Folder Stage, Ereplace and Field Marks (@FM)

ShaneMuir · Post by **ShaneMuir** » Thu Sep 14, 2006 8:34 pm

Hi All

Back again and totally confused as usual.

We have a job which reads from a folder stage into a transformer and out to a sequential file.

Folder ---> Transform ---> Seq File

In the transform stage there are several stage variables whose aim is to append a prefix to each row.

The variables are as follows

Code: Select all

a)  AddPrefixtoFirstRow = Prefix : "," : Field(input.data, @FM, 1)
b)  LINESEP = LINESEP
c)  AddPrefixtoFM = LINESEP : Prefix : "," 
d)  ReplacedFirstRow = EREPLACE(input.data, Field(input.data, @FM, 1), AddPrefixToFirstRow)
e)  Outputdata = EREPLACE(ReplacedFirstRow, @FM, AddPrefixToFM)

So what is supposed to be happening is
1) 1 row per input file comes from the folder stage, into the transformer with each row of raw data inferred by an @FM
2) The variables will:

a) create a new inferred first row with the prefix
c) create a prefix including a row seperation
d) replace the first inferred row the new one created above
e) replace all @FM with AddPrefixtoFM

This generally works fine, until today. It has been discovered that if the first row of the input file has a duplicate in the file anywhere then that row will have output of Prefix:Prefix:input instead of just Prefix:input

I am pretty sure it has something to do with the interaction between the ereplaces in the variables ReplacedFirstRow and Outputdata.
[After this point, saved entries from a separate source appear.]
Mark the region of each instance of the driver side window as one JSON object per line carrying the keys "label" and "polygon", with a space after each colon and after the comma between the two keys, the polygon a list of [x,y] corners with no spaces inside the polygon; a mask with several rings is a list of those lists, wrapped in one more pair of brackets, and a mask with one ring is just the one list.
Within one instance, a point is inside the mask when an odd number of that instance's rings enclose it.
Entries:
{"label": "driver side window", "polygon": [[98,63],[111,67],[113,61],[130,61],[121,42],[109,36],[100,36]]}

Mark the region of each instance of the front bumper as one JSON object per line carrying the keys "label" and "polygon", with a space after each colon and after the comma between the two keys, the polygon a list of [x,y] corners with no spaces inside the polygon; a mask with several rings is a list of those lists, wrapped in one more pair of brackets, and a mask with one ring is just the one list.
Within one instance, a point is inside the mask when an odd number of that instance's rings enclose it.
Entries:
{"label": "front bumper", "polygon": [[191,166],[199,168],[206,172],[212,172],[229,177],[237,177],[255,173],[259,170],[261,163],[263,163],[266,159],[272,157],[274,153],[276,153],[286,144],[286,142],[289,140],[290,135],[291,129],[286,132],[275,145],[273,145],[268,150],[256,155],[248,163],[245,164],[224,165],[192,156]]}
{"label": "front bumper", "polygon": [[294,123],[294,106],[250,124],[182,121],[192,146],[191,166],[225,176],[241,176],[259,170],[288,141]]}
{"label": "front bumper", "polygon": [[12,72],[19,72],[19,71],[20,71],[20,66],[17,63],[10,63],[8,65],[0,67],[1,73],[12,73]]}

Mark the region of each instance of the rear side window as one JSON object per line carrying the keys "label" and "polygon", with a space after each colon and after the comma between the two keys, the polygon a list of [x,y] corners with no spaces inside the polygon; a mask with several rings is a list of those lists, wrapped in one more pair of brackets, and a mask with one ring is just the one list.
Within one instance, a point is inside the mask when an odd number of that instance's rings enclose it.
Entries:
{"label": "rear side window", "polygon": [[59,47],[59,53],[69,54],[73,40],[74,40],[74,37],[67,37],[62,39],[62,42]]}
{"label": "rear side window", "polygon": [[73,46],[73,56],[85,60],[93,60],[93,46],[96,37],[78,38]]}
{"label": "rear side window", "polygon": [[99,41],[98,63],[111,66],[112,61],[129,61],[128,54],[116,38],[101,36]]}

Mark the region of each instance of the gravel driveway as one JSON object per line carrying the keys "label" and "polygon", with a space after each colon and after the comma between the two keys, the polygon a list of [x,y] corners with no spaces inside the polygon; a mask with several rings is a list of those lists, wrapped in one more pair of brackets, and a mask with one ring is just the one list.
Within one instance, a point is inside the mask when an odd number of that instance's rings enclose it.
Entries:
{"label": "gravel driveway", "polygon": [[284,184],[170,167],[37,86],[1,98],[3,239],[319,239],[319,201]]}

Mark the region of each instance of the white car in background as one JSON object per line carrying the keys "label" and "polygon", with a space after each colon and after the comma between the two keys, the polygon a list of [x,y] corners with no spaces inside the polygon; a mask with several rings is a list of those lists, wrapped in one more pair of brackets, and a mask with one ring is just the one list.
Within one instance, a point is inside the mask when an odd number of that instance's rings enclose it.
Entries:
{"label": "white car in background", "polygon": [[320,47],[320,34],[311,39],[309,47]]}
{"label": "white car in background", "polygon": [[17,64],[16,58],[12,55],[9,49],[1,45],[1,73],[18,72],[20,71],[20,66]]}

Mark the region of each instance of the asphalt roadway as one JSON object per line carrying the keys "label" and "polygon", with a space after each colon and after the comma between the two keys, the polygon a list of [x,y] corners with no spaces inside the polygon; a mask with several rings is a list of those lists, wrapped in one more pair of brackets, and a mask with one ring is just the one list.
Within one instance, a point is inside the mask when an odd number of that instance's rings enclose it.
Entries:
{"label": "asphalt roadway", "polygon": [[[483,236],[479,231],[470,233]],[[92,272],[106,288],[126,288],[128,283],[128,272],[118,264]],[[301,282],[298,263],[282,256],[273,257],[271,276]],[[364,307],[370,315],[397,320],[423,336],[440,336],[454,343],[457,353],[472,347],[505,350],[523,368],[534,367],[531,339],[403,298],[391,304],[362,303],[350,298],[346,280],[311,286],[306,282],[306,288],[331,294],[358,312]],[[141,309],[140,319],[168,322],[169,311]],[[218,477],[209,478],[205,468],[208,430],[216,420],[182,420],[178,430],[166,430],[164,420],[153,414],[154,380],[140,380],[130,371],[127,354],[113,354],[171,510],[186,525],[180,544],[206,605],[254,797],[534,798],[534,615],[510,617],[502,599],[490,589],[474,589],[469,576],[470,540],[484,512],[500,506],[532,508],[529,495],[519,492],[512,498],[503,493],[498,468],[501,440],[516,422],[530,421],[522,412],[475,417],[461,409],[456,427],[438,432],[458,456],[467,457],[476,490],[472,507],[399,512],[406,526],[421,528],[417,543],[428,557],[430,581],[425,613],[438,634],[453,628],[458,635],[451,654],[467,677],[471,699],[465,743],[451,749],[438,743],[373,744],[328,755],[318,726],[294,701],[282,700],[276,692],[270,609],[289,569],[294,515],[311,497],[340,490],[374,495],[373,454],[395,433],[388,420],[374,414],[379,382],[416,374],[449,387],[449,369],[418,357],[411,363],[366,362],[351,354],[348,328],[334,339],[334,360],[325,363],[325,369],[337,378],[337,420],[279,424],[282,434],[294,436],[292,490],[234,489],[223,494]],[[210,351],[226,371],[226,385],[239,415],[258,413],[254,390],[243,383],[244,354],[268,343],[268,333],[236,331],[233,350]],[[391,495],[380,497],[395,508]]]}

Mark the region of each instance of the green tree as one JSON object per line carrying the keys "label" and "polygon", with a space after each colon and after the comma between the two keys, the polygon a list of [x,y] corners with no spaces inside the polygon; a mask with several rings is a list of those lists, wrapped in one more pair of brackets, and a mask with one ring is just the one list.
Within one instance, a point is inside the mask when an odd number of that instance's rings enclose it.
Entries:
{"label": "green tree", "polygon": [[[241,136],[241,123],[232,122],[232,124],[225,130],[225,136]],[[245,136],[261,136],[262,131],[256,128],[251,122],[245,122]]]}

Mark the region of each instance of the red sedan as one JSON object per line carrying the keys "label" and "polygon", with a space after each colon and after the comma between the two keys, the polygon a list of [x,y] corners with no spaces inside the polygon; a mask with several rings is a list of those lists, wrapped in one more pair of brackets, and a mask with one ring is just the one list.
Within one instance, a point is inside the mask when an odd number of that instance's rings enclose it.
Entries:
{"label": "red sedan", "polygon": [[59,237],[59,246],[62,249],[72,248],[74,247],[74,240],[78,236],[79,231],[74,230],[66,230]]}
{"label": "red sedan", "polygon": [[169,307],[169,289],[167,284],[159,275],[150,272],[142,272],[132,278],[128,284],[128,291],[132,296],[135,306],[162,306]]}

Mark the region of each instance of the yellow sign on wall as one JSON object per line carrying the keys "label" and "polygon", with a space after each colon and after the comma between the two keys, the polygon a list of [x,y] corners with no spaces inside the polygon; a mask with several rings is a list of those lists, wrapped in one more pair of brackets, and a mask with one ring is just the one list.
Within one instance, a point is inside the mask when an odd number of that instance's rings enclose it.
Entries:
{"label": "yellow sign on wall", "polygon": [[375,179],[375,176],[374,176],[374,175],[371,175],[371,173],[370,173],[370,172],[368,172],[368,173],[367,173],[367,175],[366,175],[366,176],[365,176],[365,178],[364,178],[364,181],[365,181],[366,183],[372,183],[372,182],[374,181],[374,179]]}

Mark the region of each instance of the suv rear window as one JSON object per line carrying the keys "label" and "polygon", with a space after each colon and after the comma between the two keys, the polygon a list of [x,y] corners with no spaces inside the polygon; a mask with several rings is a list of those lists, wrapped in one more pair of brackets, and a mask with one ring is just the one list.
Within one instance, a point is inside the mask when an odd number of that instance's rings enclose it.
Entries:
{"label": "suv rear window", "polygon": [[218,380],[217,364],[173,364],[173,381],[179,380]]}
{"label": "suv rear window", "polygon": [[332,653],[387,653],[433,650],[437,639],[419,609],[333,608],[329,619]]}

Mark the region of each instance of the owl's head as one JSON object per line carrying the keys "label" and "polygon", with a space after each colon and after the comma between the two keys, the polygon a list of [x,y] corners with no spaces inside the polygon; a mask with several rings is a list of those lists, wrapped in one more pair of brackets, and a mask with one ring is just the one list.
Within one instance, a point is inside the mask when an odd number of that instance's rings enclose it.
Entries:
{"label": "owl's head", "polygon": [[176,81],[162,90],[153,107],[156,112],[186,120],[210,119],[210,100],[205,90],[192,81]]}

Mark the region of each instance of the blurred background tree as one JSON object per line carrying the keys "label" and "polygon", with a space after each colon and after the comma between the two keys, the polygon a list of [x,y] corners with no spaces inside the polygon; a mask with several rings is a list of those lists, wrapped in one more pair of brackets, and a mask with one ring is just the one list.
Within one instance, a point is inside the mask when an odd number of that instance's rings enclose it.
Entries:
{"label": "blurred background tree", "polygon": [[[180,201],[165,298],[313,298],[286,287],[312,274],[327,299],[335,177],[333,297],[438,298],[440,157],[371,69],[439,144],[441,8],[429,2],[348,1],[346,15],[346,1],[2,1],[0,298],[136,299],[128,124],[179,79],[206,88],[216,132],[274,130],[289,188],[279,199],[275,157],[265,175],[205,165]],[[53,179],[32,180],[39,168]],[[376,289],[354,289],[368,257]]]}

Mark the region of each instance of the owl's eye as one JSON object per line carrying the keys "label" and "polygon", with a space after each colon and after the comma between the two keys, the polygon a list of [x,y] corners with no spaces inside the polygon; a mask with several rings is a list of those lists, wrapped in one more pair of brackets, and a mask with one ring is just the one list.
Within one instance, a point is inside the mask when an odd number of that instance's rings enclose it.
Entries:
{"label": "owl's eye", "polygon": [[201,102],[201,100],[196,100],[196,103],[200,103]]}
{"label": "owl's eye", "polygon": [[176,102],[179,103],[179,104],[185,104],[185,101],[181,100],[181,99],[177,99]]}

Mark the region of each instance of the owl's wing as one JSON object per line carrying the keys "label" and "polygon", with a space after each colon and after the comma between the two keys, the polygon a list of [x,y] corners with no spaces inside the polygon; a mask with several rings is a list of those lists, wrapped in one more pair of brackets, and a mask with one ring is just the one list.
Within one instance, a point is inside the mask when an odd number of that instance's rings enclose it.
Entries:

During debug I noticed that ReplacedFirstRow had a value of just the first new inferred row - ie all the other output data was missing?

Am I missing something? Am I misunderstanding how stage variables process data?

Any ideas how to overcome this issue would be greatly appreciated

Thanks in advance

ray.wurlod · Post by **ray.wurlod** » Thu Sep 14, 2006 8:44 pm

Tell/show us how Prefix is defined/derived.

Investigate the Cats() function and the Splice() function for easier mechanisms for adding a prefix to each element of a dynamic array.

Code: Select all

Cats(Reuse(Prefix:","),input.data)

Code: Select all

Splice(Reuse(Prefix), ",", input.data)

ShaneMuir · Post by **ShaneMuir** » Thu Sep 14, 2006 8:48 pm

ray.wurlod wrote:Tell/show us how Prefix is defined/derived.

Investigate the Cats() function and the Splice() function for easier mechanisms for adding a prefix to each element of a dynamic array.
Code: Select all
Cats(Reuse(Prefix:","),input.data)
Code: Select all
Splice(Reuse(Prefix), ",", input.data)

Hi Ray

Prefix = input.filename : SourceDate
where SourceDate is derived from part of the filename.

Is it strange that it only occurs where the row is the same as the first row, but for all other rows the logic works fine?

ShaneMuir · Post by **ShaneMuir** » Thu Sep 14, 2006 9:57 pm

Ok I have figured it out!

:D

It was the variable ReplacedFirstRow that was the problem. The substring value of the ereplace was set to pick up the value of the first row, when it found other instances of the value it replaced them also. All I need to do is limit the replacement to the first instance! Simple

ray.wurlod · Post by **ray.wurlod** » Fri Sep 15, 2006 12:04 am

Use the five-argument variant of Ereplace() in which you can specify the starting occurrence and number of occurrences. But I still think Cats() or Splice() is a neater solution.

ShaneMuir · Post by **ShaneMuir** » Fri Sep 15, 2006 12:27 am

ray.wurlod wrote:Use the five-argument variant of Ereplace() in which you can specify the starting occurrence and number of occurrences. But I still think Cats() or Splice() is a neater solution.

Have already implemented and tested the 5 argument version. Thanks for the suggestion of cats or splice - i will give them a go to try and tidy up the job a little before it gets to prod.

Thanks again!